びっくりして反射的に下がろうとしたみたいで、バランスを崩し、もふさまから落ちそうになった。
「お嬢さまはやっぱり子供ですね。そこまで予想していたということは、ヴェルナー伯についてもお調べになったことでしょう。きれいな経歴だったでしょう? それはなぜだと思いますか?」
顔をあげたグリットカー氏の目が、暗い色を帯びている。
「きれいな経歴にするために、汚点は残さないからですよ」
そして声を潜める。
「相手が悪かったですな。奴を相手にするには、お嬢さまは心がきれい過ぎる。……私が山に手配したのは13人です。ですが、捕縛されたのは15名。彼らはヴェルナー氏の〝目〟でしょう。私が失敗したとわかった今、全てをなかったことにするはずです。私たちは皆、処分されます」
地面が揺れた?
「逃げろ!」
ギルバートが敵を捕縛していた、フォンタナ家の人々に向かって大声で告げた。
わたしを乗せたもふさまが大きく、大きくなる。
すっごい勢いでフォンタナ家の人々が、捕縛した人を連れながら、街道へと走っていくのが見えた。

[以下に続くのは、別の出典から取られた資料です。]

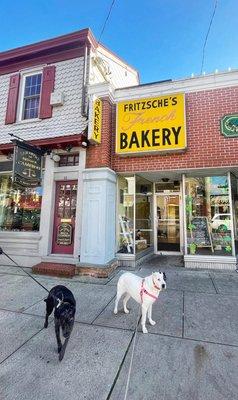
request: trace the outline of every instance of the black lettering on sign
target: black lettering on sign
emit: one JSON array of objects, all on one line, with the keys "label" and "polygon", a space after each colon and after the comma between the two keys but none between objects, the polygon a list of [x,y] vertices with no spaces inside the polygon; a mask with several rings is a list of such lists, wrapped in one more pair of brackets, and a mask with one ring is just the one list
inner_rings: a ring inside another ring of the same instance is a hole
[{"label": "black lettering on sign", "polygon": [[148,147],[150,147],[150,142],[148,139],[149,129],[147,131],[141,132],[141,147],[145,147],[145,143]]},{"label": "black lettering on sign", "polygon": [[178,103],[177,97],[172,98],[172,106],[175,106]]},{"label": "black lettering on sign", "polygon": [[121,134],[120,134],[120,148],[121,149],[126,149],[127,145],[128,145],[127,134],[125,132],[121,132]]},{"label": "black lettering on sign", "polygon": [[140,147],[139,140],[137,138],[137,135],[136,135],[135,131],[132,132],[131,140],[130,140],[130,144],[129,144],[129,149],[132,148],[133,144],[135,144],[137,148]]},{"label": "black lettering on sign", "polygon": [[170,129],[168,129],[168,128],[163,128],[162,129],[163,146],[165,146],[166,144],[168,144],[169,146],[171,145],[171,142],[170,142],[170,139],[169,139],[170,135],[171,135]]},{"label": "black lettering on sign", "polygon": [[181,126],[179,126],[177,129],[172,127],[172,131],[173,131],[174,138],[175,138],[174,144],[178,144],[178,137],[179,137],[179,133],[181,131]]},{"label": "black lettering on sign", "polygon": [[160,143],[157,140],[160,139],[160,134],[156,135],[156,132],[159,132],[160,129],[152,129],[152,146],[160,146]]}]

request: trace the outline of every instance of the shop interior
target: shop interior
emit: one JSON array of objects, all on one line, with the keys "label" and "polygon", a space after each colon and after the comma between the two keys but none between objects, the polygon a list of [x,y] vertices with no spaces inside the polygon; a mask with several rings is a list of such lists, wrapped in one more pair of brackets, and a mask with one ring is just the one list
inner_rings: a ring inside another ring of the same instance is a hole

ジョインさんたちが、馬車から馬を放して、馬のお尻を叩いた。
パラっと上から小石が落ちてきた?
お腹に響くような轟音がした。山が怒ったような音。
パラっと落ちてくるものが、パラパラと量を増やし……。
『我に乗れ!』
もふさまの声がいつもと違う感じに響いた。
ジョインさんが、シモーネが。ガーシが。アラ兄、ロビ兄が、身近にいた誰かを掴み、もふさまへと向かい放り投げる。最後にガーシが、蹲っていたグリットカー氏をもふさまに乗り込ませ、自分も乗った。
もふさまが跳んだ。
ロビ兄に抱えこまれ、ロビ兄ごと、ガーシに抱え込まれる。
ドドドドドドドド。怖くなる音がして、ズザザザザザザ、何かが滑っていくような音。
上の重みが、ふと軽くなる。
顔をあげると、みんなが下を覗き込むようにしていた。
わたしもロビ兄に抱えられたままそうして、口を押さえた。
山崩れ。わたしたちが立ち止まっていたところは土砂でいっぱいになっていた。
もふさまの機転で〝上〟に逃げなかったら、わたしたちは土砂に埋もれてた。
「み、みんなは?」
シモーネの震えた声がする。
ジョインさんが指をさした。
あ、凄い、逃げられたんだ。
何人か少し埋もれているけれど、もふさまに近づいてもらうと、彼らは手をあげて応えてくれた。無事だ!